CHARACTERS SUPPORTED:

  • Alphabets

  • Digits (only as Literals)

  • '#' (defines start of a comment)

  • ':' (defines a label,can't exists seprately)

*Space and Horizontal Tab Space

VARRIABLES/LABEL/OPCODE NAMING RULES:

  • Can include alphabets only

  • No support for names with digits

  • No support for names with ':' and '#'

  • No support for names with underscores or any other character which is not support by language(mentioned above)

RECOGNISED OPCODES:

Machine/Object OpCode						Meaning								Assembly Opcode

0000				Clear accumulator										CLA

0001				Load into accumulator from address								LAC

0010				Store accumulator contents into address								SAC

0011				Add address contents to accumulator contents							ADD

0100				Subtract address contents from accumulator contents						SUB

0101				Branch to address if accumulator contains zero							BRZ

0110				Branch to address if accumulator contains negative value					BRN

0111				Branch to address if accumulator contains positive value					BRP

1000				Read from terminal and put in address								INP

1001				Display value in address on terminal								DSP

1010				Multiply accumulator and address contents							MUL

1011				Divide accumulator contents by address content. Quotient in R1 and remainder in R2		DIV

1100				Stop execution											STP

VARRIABLES USAGE:

  • Varriable is assumed to be declared when either INP or SAC is attached to it in the same line for the time

  • A same varriable can be used to take inputs multiple time or store value from accumulator (This doesn't count as Multiple Declaration)

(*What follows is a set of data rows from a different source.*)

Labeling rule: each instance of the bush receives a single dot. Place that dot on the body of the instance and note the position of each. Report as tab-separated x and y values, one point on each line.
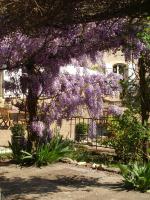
18	141
136	176
81	130
50	152
128	138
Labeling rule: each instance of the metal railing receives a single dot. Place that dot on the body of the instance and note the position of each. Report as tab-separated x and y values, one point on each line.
102	131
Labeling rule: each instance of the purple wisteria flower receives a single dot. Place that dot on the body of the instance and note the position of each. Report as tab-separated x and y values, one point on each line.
38	127
115	110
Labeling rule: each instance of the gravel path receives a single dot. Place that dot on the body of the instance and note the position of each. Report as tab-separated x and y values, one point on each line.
63	182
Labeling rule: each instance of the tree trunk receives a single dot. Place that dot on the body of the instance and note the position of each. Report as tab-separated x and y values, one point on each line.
32	102
144	101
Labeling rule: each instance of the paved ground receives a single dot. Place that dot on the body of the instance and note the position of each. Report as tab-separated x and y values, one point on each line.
63	182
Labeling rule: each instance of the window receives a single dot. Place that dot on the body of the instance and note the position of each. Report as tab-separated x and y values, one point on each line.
122	69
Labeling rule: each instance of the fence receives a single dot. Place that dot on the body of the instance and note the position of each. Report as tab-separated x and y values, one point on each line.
97	130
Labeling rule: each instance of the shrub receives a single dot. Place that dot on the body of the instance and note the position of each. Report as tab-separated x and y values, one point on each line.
51	152
129	135
136	176
81	130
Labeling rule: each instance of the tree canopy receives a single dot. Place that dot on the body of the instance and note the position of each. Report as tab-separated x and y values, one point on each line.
31	14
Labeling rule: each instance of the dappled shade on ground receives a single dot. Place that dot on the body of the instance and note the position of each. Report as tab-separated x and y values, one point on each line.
62	181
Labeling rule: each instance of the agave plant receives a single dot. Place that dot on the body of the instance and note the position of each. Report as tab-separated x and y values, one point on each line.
136	176
50	152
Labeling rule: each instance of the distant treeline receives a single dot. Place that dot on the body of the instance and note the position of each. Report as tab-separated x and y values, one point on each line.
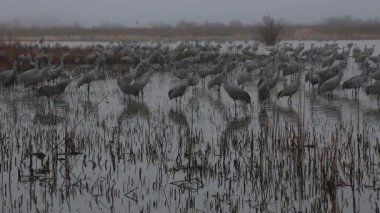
330	28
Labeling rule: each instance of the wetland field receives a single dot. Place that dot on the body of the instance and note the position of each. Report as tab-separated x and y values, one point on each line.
109	148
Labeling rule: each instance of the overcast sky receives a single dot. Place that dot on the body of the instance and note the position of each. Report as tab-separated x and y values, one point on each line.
127	12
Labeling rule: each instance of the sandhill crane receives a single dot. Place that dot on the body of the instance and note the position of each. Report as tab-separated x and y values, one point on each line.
236	93
126	88
9	77
331	84
194	80
203	73
263	89
291	89
216	81
374	89
54	73
89	77
49	91
180	73
179	90
22	77
312	78
242	77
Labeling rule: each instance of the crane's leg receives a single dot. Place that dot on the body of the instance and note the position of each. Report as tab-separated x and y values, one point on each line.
88	90
235	107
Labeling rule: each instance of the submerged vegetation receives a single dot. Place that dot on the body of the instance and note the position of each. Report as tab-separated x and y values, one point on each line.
106	149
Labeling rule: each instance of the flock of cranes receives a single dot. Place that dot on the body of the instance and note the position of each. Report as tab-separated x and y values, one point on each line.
207	64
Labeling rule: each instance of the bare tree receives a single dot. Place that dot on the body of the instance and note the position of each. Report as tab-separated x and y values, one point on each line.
269	29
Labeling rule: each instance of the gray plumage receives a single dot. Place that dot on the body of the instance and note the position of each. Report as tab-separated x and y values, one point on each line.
216	81
179	90
194	79
242	77
57	89
312	78
9	77
54	73
374	89
22	77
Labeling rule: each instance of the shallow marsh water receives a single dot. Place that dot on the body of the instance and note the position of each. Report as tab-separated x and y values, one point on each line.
153	155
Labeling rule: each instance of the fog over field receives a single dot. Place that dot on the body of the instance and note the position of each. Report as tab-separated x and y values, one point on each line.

  • Varriable attached to neither INP or SAC, is conisdered to be Undeclared Varriable

  • Forward Referencing of Varriables is not allowed

LABELS USAGE:

  • Label is defined when encountered with ':' at the start of a line

  • Label can be defined only once in the whole program

  • Label can't be defined at any other position in a line

  • Forward Referencing of Labels is allowed

  • For a branch statement to be valid Label must be defined

  • Label found in a branch statement doesn't count in its declaration

LITERALS USAGE:

  • Literals can be used just as normal Numbers

  • Floating numbers aren't treated as Literals

  • No support for negative literals.

  • Literals can't be used with INP, SAC, BRP, BRN, BRZ opcodes

  • Literals can be used with DSP, LAC, ADD, SUB, DIV, MUL

COMMENTS FORMAT:

  • Comments starts from the point '#' is encountered and includes the whole line after it

  • Comments are sngle line comment only

  • No support for multiple line comments

GUIDLINES FOR FILE CONTANING ASSEMBLY CODE:

  • File should be a text file with ".txt" extension.

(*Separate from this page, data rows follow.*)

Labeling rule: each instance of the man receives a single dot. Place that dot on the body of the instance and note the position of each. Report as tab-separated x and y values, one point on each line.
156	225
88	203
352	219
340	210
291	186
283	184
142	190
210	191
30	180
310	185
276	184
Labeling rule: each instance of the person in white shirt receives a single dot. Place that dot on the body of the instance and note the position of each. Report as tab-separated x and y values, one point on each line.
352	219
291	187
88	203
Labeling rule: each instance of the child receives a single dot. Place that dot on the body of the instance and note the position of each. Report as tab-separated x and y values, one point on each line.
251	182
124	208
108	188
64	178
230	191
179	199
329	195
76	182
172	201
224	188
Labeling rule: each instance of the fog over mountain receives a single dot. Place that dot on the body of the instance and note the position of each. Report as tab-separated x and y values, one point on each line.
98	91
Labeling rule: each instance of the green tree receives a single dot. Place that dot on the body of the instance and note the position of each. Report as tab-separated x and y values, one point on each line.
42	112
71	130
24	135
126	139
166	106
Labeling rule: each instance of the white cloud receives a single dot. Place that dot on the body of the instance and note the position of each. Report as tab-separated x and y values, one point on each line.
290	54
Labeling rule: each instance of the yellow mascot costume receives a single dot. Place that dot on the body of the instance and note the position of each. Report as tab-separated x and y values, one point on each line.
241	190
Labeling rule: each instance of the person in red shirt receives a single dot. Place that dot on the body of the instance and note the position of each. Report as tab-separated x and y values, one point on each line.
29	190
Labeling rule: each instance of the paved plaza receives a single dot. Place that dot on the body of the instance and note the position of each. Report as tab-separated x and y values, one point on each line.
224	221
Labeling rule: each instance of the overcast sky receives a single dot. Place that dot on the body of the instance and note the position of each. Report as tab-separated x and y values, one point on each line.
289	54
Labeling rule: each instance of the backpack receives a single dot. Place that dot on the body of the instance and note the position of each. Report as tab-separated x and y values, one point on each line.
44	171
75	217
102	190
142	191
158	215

  • File name is Case-Insensitive.

  • File name can contain any number of words with any kind of character.

  • File should be encoded in ANSI encoding.

  • File should be present in the same folder in which program is run.

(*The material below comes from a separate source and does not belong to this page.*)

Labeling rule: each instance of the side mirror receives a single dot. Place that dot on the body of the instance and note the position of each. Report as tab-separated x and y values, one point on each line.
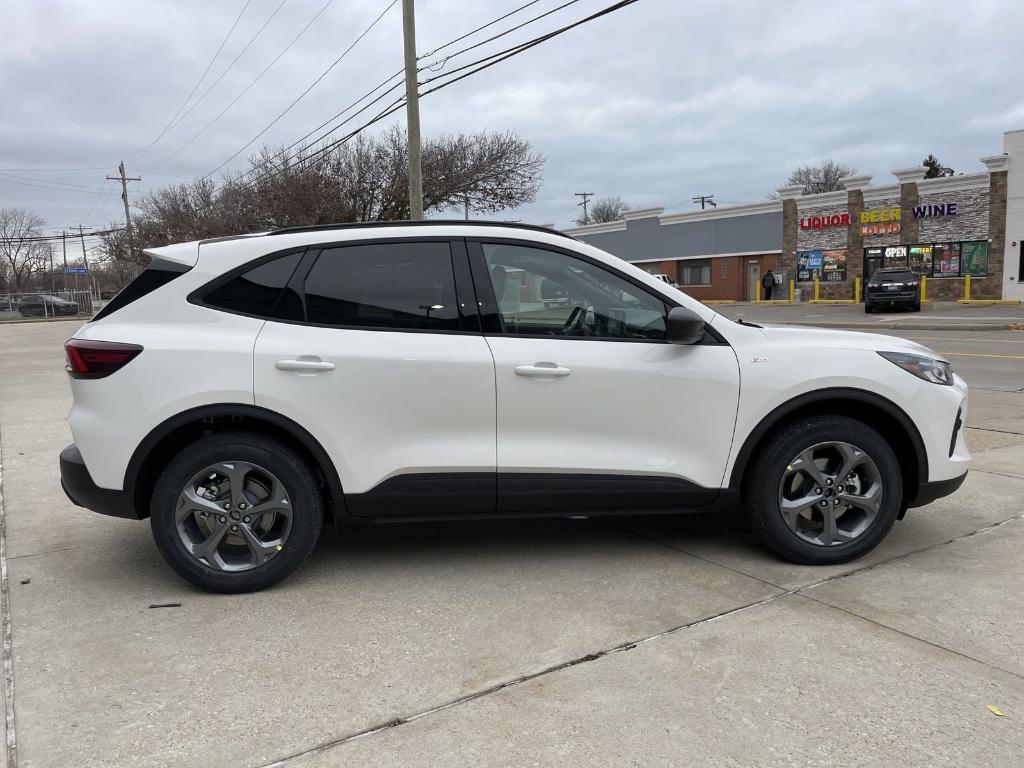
683	327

  • When prompted to enter file name, enter it in a single line.

PROGRAM FLOW

  • The Program is distributed among 7 files working together to run the Assembler:
  1. driver.cpp

  2. lexer.h

  3. parser.h

  4. symbolTable.h

  5. errorHandler.h

  6. helper.h

  7. printer.h

  • The program has 2 main dvisions:
  1. First Pass

  2. Second Pass

FLOW:

  • Input file name is asked (with extension).

  • File is read and it is converted into a list of instruction strings.

  • First Pass class is called, to check for all Errors and to format instruction strings to actual usable data to write machine/object code.

    • checks for all possible errors (listed below) and eliminate them/notify the user regarding the same.

    • generates symbol table, which has refferences to all the symbols and their locations in virtual memory.

    • provides an opcode table,which has opcode type,operands and location counter info usefull for second pass.

  • Newly generated Symbol and Opcode List are printed on the console, after the first pass.

  • Second Pass is called to use these Symbol and Opcode Lists, to generate the corresponding Machine/Object Code file.

    • genrates a string list of outputs corresponding to each line of instruction.

    • generates the final output file using the proccessed strings.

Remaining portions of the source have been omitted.